Keywords: angle of progression, mode of delivery, predicting, transperineal ultrasound


How to cite this article:
Hossny NM, Shabana AA, Abd-Elbaset SS, Fathey AA. Angle of progression in women undergoing trial of labor after cesarean section in predicting mode of delivery. Menoufia Med J 2020;33:1286-92

How to cite this URL:
Hossny NM, Shabana AA, Abd-Elbaset SS, Fathey AA. Angle of progression in women undergoing trial of labor after cesarean section in predicting mode of delivery. Menoufia Med J [serial online] 2020 [cited 2024 Mar 29];33:1286-92. Available from: http://www.mmj.eg.net/text.asp?2020/33/4/1286/304493




  Introduction Top


Cesarean section (CS) delivery is a major surgical operation aimed at saving lives[1]. Globally, the proportion of sections, one of the most common surgeries, continues to rise, particularly in high-income and middle-income countries[1]. CSs should be performed when vaginal delivery poses a risk to the mother or the baby as in case of prolonged labor, fetal distress, or fetal malpresentation. The WHO underscores the importance of focusing on the needs of the pregnant mothers and discourages performing CSs with no need. Cesarean delivery without a medical need places mothers and their babies at risk of short-term and long-term health consequences[2]. It is associated with increased risk of blood transfusion, hysterectomy, maternal and neonatal death, uterine rupture, placenta previa, and placenta accreta. It also costs more and requires longer hospitalization than vaginal delivery[2].
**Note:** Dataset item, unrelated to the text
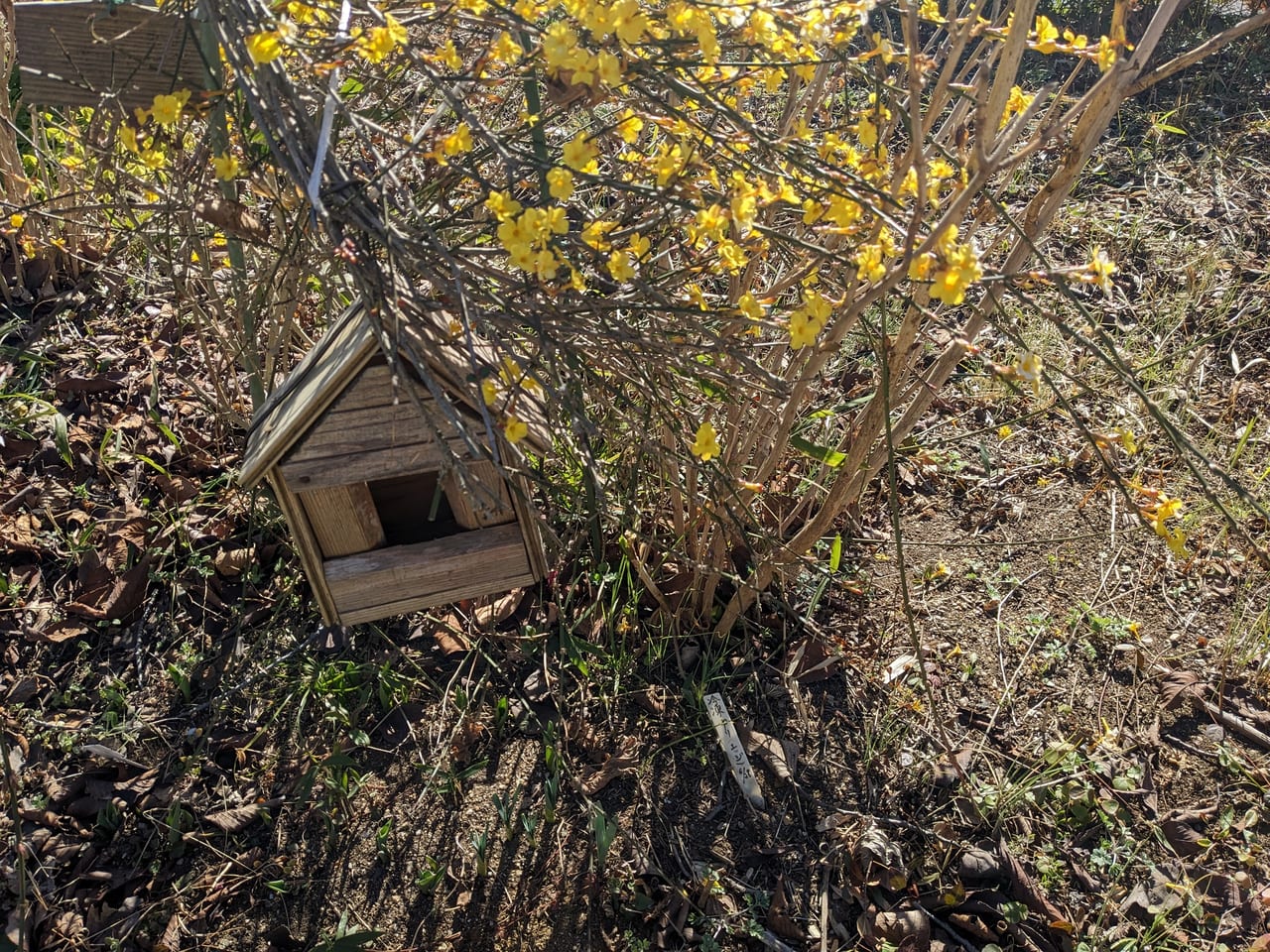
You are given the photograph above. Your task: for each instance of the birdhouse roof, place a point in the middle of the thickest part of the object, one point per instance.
(348, 347)
(73, 53)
Recent studies have shown that ultrasound imaging might allow dynamic and objective quantification of the level of fetal head descent in the birth canal. Various sonographic modalities have been employed for intrapartum determination of fetal head engagement. One of these modalities is the 'angle of progression' (AOP) of the fetal head, described as the angle between a line through the midline of the pubic symphysis and a line from the inferior apex of the symphysis to the leading part of the fetal skull[3]. Evaluation of this angle showed a good intraobsever and interobserver variability for the measurement that was less than 3°. Some authors concluded that the intrapartum ultrasound measurement of the AOP is reliable regardless of the fetal head station or the clinician's level of ultrasound experience. Intrapartum ultrasound imaging might allow the dynamic assessment of the progress of labor with prognostic potential and provides a more scientific basis for assessing labor[4].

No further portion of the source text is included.